Attenuation of Thrombin-Mediated Fibrin Formation via Changes in Fibrinogen Conformation Induced by Reaction with nitroso--acetylpenicillamine, but not nitrosoglutathione.

Previous work in a 4 h rabbit thrombogenicity model has shown that a nitric oxide- (NO) generating polymer extracorporeal circuits (ECC) with infusion of nitroso--acetyl-penicillamine (SNAP) preserved platelets eventhough platelets were activated as shown by an increase in the glycoprotein, p-selectin. The platelet preservation mechanism was shown to be due to a changing fibrinogen structure leading to attenuation of platelet aggregation. Understanding the effects that SNAP, another RSNO, nitroso-glutathione (GSNO) as well as the non-RSNO, sodium nitroprusside (SNP), may have on human fibrinogen polymerization, this study evaluated the released NO effects on the thrombin-mediated fibrin formation and fibrinogen structure. Thrombin-induced fibrin formation at 300 μM SNAP (50 + 11% of baseline) was significantly reduced compared to SNAP's parent, N-acetyl-penicillamine (NAP) (95 + 13%) after 1 h of RSNO exposure. GSNO, its parent, glutathione (GSH) and 1000 ppm NO gas did not attenuate the thrombin-mediated fibrin formation. SNAP, NAP and SNP exposure for 1 h, however, did not decrease thrombin activity by directly inhibiting thrombin itself.
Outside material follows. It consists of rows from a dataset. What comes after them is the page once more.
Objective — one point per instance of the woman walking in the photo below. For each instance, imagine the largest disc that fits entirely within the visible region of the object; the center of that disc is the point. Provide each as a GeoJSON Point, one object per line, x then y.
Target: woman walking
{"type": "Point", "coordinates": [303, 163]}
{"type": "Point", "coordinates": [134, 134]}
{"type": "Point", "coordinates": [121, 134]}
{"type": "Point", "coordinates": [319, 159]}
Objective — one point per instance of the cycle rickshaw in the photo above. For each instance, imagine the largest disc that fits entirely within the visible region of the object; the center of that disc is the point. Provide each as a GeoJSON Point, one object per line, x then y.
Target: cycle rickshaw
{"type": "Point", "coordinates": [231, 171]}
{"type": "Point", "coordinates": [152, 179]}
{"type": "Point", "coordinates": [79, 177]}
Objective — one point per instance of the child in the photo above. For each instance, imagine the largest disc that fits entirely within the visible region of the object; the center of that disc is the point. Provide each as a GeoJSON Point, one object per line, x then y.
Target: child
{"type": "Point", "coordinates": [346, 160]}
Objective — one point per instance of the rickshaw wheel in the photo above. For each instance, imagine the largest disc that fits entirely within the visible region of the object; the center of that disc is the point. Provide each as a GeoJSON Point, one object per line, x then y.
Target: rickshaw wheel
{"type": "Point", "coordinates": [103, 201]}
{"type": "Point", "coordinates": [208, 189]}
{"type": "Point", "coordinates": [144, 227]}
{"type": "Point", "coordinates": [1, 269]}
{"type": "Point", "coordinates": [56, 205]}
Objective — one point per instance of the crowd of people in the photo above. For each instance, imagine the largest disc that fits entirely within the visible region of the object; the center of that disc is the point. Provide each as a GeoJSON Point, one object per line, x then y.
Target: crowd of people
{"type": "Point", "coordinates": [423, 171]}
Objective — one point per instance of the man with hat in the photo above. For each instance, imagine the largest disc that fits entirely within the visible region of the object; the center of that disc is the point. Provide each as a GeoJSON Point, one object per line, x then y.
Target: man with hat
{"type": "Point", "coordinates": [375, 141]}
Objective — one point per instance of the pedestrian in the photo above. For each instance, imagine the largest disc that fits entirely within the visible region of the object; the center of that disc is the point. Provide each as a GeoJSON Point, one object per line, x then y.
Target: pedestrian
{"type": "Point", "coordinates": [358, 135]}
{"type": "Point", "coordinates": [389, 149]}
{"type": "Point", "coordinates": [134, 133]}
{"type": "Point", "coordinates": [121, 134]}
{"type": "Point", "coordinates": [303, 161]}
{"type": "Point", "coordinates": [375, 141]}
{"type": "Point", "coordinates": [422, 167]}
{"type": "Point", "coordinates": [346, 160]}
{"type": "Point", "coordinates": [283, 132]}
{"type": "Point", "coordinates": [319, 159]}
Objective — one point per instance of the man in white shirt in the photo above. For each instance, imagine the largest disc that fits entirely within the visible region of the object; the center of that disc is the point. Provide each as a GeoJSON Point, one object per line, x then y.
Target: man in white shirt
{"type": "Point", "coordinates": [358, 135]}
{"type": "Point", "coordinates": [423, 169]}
Changes in fibrinogen conformation as measured by intrinsic tryptophan fluorescence significantly decreased in the 300 μM SNAP (38057 + 1196 mean fluorescence intensity (MFI) and SNP (368617 + 541 MFI) groups versus the NAP control (47937 + 1196 MFI). However, infused 1000 ppm NO gas had no direct effect on the ITF after 1 h incubation at 37°C. High performance liquid chromatography (HPLC) showed that fibrinogen degradation by 0.03 U/ml thrombin was concentration-dependently reduced after 1 h with SNAP but not with NAP or SNP. Western blotting showed RSNOs, SNAP, NAP and the non-RSNO, SNP-incubated fibrinogen solutions showed that the percent level of the Aγ dimer to total Aγ dimer + γ monomer was significantly reduced in the case of the SNAP group when compared to SNP group. These results suggest that NO donors such as SNAP and SNP induce fibrinogen conformational changes by potentially nitrosating fibrinogen tyrosine residues. These NO-mediated fibrinogen changes induced via NO donors may provide another mechanism of NO for improving thromboresistance in ECC.